PHD said hotel tariff in the country is very high because municipal bodies auction land for building hotels, which makes it difficult for hoteliers to construct budget hotels.
Taxes, such as luxury tax at the state level, also increase the cost of hotel accommodation.
The Chamber said it is hopeful that the tax incentives given by the Central government to construct budget hotels would help in mitigating the demand-supply gap.
Quoting a recent study, it said north India has seen a drastic fall in share of tourist arrivals from 70 per cent in 1980 to 38 per cent in 2007.
As per 2007 statistics, northern region had 20,094, south 30,117, west 30,861 and east 5,867 hotel rooms available.
During the period 2004-06, the northern region recorded a share of 39 per cent, while south, comprising of four states of Andhra Pradesh, Tamil Nadu, Karnataka and Kerala account for 45 per cent of the overall tourist arrivals into the country.
Tourist arrivals to south India have been increasing at 14 per cent from 2004-07.
Andhra Pradesh had a share of 23 per cent of the total tourist traffic in India in 2006 and continues to hold the number one position during 2007.

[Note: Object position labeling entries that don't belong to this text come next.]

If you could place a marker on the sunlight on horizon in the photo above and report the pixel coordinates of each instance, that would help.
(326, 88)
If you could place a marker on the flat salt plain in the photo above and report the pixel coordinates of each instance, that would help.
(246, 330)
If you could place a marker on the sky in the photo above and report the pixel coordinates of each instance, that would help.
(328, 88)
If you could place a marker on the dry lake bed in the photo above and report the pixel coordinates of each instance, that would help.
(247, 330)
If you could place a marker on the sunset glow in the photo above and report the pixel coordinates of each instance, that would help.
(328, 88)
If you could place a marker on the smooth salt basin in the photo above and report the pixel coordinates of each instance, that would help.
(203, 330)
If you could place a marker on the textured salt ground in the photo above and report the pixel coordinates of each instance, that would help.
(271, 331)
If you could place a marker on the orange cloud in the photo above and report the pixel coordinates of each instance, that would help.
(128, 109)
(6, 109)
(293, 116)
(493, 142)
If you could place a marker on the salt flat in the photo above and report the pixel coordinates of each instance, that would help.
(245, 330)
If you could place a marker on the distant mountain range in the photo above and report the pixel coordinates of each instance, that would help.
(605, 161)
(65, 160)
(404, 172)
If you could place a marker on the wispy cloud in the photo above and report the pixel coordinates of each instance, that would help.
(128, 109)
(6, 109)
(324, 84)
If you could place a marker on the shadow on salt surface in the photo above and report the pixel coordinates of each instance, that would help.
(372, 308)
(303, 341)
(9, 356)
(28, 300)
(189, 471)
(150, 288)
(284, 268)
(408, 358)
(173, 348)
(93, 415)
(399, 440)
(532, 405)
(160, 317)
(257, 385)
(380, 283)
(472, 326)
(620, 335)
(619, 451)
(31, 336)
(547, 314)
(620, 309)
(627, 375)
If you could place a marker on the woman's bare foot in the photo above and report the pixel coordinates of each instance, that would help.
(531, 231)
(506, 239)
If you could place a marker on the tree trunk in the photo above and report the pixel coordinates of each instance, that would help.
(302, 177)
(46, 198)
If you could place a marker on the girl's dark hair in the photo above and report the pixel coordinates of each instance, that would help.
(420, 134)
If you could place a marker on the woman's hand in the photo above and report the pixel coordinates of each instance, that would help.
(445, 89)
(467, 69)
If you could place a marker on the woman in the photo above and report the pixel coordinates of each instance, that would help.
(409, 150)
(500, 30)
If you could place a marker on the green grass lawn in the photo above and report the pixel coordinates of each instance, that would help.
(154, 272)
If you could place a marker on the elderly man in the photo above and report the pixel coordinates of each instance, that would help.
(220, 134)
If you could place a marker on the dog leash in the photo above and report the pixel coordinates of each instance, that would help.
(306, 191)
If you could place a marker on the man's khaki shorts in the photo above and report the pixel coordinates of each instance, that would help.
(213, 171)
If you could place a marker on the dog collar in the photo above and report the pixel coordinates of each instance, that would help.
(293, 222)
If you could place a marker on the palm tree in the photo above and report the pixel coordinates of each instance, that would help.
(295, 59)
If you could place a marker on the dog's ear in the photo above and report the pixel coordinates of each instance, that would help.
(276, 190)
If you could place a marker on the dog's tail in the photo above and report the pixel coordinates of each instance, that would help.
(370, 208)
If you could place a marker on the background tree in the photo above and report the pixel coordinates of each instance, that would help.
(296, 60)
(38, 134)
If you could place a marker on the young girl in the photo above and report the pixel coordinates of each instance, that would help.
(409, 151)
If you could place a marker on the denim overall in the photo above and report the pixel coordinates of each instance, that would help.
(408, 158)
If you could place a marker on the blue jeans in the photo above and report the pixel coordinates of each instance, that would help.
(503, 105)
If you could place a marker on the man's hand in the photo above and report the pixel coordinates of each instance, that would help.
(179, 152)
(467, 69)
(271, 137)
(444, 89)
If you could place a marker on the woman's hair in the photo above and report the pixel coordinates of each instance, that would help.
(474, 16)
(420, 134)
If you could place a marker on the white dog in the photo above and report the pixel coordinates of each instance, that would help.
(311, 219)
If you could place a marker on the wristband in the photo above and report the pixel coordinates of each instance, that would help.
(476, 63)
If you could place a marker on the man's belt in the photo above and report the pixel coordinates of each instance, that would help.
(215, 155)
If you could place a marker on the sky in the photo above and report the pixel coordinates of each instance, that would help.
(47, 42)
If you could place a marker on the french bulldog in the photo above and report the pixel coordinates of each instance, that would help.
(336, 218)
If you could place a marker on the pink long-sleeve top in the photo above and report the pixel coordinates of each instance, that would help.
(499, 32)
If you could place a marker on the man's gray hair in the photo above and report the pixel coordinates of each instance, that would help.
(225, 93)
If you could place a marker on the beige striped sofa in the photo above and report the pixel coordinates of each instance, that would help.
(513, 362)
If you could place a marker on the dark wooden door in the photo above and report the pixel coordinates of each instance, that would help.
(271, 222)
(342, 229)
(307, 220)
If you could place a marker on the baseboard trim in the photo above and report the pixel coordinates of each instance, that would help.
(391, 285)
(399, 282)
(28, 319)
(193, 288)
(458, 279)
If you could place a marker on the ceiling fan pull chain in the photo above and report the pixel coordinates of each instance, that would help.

Uttar Pradesh holds the second rank, while Tamil Nadu, Karnataka and Rajasthan fell to number three, four and five respectively.
It is estimated that all these factors make India more expensive by 25 to 30 per cent, as compared to other tourist destinations in the region.
The Chamber has also identified four strategies for future tourism planning, namely, public-private partnership in marketing and infrastructure development; cleaning and beautification drive for important tourism areas, developing innovative themes to promote tourism and an implementation plan within a fixed timeframe.
It is a matter of concern that since the seventh plan, many projects funded by the Ministry of Tourism are still under implementation and asset creation has not led to development of tourism since the State governments do not have resources to operate and manage these assets on a sustainable basis and hence the money spent has not been put to productive use, PHD said.
Also, projects, which have been identified till now, are not all of national importance, it added.
The Chamber has suggested that long-term perspective development plans be formulated with an effective monitoring mechanism, provide better connectivity and access to tourist destinations.
Product development is crucial through proper infrastructure before marketing of the destination, it said.
This should include roads, parking areas, amenities at the tourist site, availability of trained guides and souvenirs for taking home as memoirs.
Providing road links to all the places of tourist interest is an important pre-requisite. This involves the improvement of State Highways and District Roads. PWD and urban development department funds may be dovetailed with that of tourism.
Also, high-speed rail links should be introduced so as to reduce the passenger's surface transport time for commuting to and from the airports. Connectivity to the airport through railway lines is a must for the convenience of passengers.